Thales estava casado há quase um ano e morava na pequena Floriano, no estado do Piauí, onde já exercia o cargo de analista tributário da Receita Federal do Brasil. “Comecei a sentir dores no final da coluna, no cóccix. No início, pensei que fosse algo simples, mas as dores não passavam. Então, resolvi ir a Fortaleza, minha cidade natal, para poder ser melhor acompanhado. Com os exames, foi detectado algo anormal no reto. Por isso, os médicos optaram por uma abordagem cirúrgica.

Essa, por si só, já foi uma notícia difícil de receber, pois sou portador da Von Willebrand, uma doença hemorrágica semelhante à hemofilia.
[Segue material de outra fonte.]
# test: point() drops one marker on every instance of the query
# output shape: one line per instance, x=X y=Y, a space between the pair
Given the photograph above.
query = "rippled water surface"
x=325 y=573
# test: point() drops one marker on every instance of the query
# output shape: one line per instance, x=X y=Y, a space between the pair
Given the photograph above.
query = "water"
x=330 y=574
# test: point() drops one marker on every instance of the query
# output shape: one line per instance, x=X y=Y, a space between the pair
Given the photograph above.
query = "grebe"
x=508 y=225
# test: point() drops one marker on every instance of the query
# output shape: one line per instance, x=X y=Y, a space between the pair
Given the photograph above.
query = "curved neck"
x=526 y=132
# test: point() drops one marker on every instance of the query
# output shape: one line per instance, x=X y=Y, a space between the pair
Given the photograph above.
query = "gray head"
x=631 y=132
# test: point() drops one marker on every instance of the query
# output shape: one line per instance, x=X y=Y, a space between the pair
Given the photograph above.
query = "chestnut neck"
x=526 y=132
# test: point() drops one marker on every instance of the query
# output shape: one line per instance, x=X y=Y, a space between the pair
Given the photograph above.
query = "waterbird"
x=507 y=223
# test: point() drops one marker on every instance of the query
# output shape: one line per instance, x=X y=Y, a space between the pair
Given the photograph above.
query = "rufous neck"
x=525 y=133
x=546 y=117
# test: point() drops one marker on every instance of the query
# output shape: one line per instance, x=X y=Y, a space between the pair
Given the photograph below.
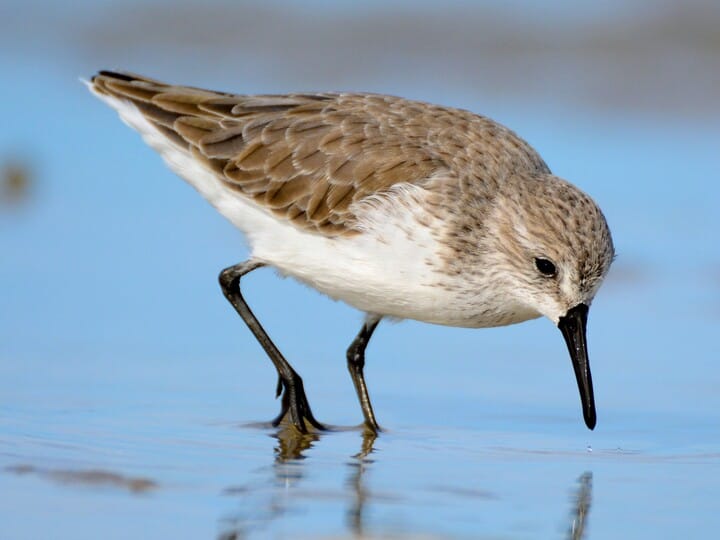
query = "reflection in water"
x=15 y=182
x=267 y=505
x=356 y=484
x=89 y=477
x=582 y=501
x=288 y=471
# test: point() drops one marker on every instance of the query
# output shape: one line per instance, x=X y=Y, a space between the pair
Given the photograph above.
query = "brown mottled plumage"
x=308 y=157
x=398 y=207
Feita a cirurgia, em agosto de 2008, o material foi retirado e enviado para biópsia. Tempos depois veio a má notícia”. Receber o diagnóstico de câncer sem dúvida foi o momento mais difícil, garante Thales.

“Fomos ao hospital eu, minha esposa Cris e, como não podia dirigir, por ainda estar em recuperação da cirurgia, pedi para meu pai nos levar. Entramos no consultório para falar com o médico apenas eu e minha esposa e, quando ele disse que era um câncer, ela desabou a chorar sem parar. Tive que me controlar naquele instante para ter força e poder ajudá-la, pois, naquele momento, ela precisava mais do que eu.

De imediato, também fiquei muito preocupado com meu pai, tinha medo de como ele poderia reagir à notícia. Tirei o pouco de força que me restava e pedi ao médico para ir falar com ele e dizer que estava tudo bem comigo. E assim o médico fez. Chegando em casa, chamei minha mãe no quarto e contei tudo para ela, pedi para que não contasse para meu pai nem para meus irmãos, pois não queria vê-los sofrendo por mim. Neste momento, ouvi as sábias palavras dela: disse-me que eu já estava carregando um peso muito grande nas costas para ter que me preocupar também com isso. E que todos deveriam saber, justamente para poderem me ajudar. Assim teve início minha luta contra o câncer.”

Um quadro médico preocupante

Thales tinha um Tumor Estromal Gastrointestinal, um caso raro que envolve estômago e intestinos – responsável por apenas 4% do total de tumores nesses órgãos. Além disso, apenas 5% deles ocorrem no reto, e geralmente atingem pessoas com mais de 50 anos de idade. Nas palavras do oncologista, era um tumor raro, em um local raro e com uma idade rara.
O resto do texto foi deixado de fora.